L’intérêt de l’enfant et la garde

1. Avec qui un enfant va habiter quand ses parents se séparent?
Lorsqu’un juge doit décider si un enfant va habiter avec sa mère ou avec son père, on parle de sa « garde ». Le parent qui a la garde est celui qui habite avec l’enfant, prend les décisions quotidiennes et s’occupe de ses affaires la plupart du temps.

Mais un parent est toujours un parent, même s’il n’habite plus à temps plein avec son enfant. Cela signifie que tous les parents doivent respecter les droits et les obligations de garde, de surveillance et d’éducation envers leurs enfants. Ils doivent aussi nourrir leurs enfants, s’en occuper et veiller à leur sécurité et à leur santé. C’est ce qu’on appelle l’« autorité parentale ». Le parent qui n’a pas la garde a donc toujours un rôle important pour son enfant et il doit toujours être consulté pour les décisions importantes. Qu’est-ce qu’une décision importante ? En voici quelques exemples :
  • Choix de l’école
  • Choix de pratiques religieuses
  • Consentement aux soins médicaux
Les deux parents, peu importe lequel a la garde, ont toujours le droit de consulter les bulletins scolaires, d’aller aux rencontres de professeurs, d’obtenir des renseignements sur les soins médicaux que reçoit l’enfant, etc.
2. Qu’est-ce que le juge pourrait décider dans le cas de Daniel?
La garde peut être confiée à un seul parent (c’est ce qu’on appelle la « garde exclusive ») ou aux deux parents (on parle alors de « garde partagée »):
  • Si la décision du juge fait en sorte que chacun des parents a la garde de l’enfant entre 146 et 219 jours dans l’année, il y a alors « garde partagée ». Par exemple, si Daniel doit passer 150 jours de l’année avec sa mère et 215 jours avec son père, les parents de Daniel ont alors une garde partagée.
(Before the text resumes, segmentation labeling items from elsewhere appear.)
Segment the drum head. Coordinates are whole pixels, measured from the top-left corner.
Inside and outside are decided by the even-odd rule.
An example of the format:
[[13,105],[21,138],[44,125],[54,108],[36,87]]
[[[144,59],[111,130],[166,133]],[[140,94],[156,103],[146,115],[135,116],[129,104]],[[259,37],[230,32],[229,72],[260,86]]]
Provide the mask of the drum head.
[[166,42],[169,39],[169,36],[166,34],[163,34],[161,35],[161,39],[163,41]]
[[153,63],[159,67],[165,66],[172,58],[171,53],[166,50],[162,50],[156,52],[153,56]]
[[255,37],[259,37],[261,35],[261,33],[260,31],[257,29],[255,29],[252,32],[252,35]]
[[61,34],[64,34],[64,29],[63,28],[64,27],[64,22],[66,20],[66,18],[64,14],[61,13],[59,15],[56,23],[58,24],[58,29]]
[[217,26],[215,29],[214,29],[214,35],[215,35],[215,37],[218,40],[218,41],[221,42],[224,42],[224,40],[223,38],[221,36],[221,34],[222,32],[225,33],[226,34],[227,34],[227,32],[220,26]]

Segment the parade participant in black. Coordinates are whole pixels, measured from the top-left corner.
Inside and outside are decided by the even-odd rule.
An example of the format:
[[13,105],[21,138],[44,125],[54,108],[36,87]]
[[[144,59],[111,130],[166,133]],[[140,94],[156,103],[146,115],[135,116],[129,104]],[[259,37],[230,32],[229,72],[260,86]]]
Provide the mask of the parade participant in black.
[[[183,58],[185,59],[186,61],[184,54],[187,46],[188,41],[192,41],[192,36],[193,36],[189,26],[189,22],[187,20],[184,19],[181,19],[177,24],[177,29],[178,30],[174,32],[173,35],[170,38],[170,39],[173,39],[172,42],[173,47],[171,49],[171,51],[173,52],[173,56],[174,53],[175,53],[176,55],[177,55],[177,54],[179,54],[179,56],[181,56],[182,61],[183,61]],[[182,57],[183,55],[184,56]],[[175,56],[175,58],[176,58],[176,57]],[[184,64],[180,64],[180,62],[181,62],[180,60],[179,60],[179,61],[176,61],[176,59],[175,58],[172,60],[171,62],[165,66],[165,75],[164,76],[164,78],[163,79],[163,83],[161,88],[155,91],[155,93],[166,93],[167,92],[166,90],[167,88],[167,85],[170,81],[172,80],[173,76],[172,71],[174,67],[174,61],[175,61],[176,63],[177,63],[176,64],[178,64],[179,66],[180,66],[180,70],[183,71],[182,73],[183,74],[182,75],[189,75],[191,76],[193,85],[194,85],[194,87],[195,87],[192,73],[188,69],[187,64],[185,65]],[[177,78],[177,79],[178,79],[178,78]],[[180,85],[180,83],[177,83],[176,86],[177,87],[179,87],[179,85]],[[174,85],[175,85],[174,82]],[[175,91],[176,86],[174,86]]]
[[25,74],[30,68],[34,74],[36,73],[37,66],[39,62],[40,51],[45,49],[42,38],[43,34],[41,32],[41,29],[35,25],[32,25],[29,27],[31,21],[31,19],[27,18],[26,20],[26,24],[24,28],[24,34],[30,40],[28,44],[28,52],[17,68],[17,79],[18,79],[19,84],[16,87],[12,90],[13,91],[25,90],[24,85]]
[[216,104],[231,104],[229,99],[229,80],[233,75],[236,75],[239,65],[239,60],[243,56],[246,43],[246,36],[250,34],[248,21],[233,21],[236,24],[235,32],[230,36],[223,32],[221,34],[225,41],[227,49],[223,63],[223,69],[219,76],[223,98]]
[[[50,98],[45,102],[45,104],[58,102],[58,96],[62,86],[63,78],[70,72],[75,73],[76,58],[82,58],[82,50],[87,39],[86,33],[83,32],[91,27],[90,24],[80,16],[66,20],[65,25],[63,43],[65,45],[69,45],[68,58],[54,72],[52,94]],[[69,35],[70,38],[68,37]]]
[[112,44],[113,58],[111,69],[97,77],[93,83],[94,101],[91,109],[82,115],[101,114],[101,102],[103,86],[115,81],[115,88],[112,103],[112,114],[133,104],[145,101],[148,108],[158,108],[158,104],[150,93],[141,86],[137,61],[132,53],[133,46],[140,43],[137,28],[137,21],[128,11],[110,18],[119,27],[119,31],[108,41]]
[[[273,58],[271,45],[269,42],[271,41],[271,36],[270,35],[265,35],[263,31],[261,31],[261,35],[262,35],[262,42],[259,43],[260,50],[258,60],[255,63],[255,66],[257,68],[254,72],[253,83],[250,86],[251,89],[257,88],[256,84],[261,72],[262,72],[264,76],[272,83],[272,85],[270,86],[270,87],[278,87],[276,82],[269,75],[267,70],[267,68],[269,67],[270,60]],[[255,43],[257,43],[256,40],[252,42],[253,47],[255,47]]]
  • Dans tous les autres cas, on parle de « garde exclusive ». Donc, par exemple, si Daniel doit passer 136 jours de l’année avec sa mère et 229 jours avec son père, le père de Daniel a alors une garde exclusive et sa mère aurait des « droits d’accès ».
En effet, si un parent a la garde exclusive d’un enfant, cela ne veut pas dire que l’autre parent n’a plus le droit de voir son enfant. D’ailleurs, la loi prévoit que l’enfant doit avoir, avec chacun de ses parents, le plus de contact compatible avec son intérêt. Le juge essaiera donc de trouver un arrangement qui respecte cet intérêt.

Par exemple, dans le cas de Daniel, si la garde est confiée exclusivement au père, la mère pourrait avoir les droits d’accès suivants : voir Daniel les fins de semaines, pendant les congés scolaires et l’été.

Parfois, les juges pourront difficilement accorder une garde partagée : par exemple, lorsque la mère et le père demeurent trop loin l’un de l’autre.

 
Ce que dit la convention...
La Convention relative aux droits de l'enfant prévoit que l’enfant devrait, autant que possible, avoir des contacts réguliers avec ses deux parents, même si ses parents n’habitent pas dans la même ville ou le même pays.

Il y a quelques exceptions à cela, par exemple si un des parents est agressif ou négligent avec son enfant.

Lire l’article 9 de la Convention.

3. Comment le juge décidera qui, des deux parents, aura la garde?
Selon la loi, un enfant a autant besoin de son père que de sa mère. La garde peut donc être confiée à l’un ou l’autre. Le facteur le plus important à considérer pour décider de la garde d’un enfant ou d’un adolescent est l’intérêt de l’enfant.

Quand on parle de l’intérêt de l’enfant, on parle de ce qui est considéré comme « le plus avantageux pour l’enfant dans les circonstances » et non pas« ce que l’enfant souhaite le plus » ou « ce que le parent souhaite le plus ». Ce qui est dans l’intérêt de l’enfant, c’est ce qui est le mieux pour son développement personnel.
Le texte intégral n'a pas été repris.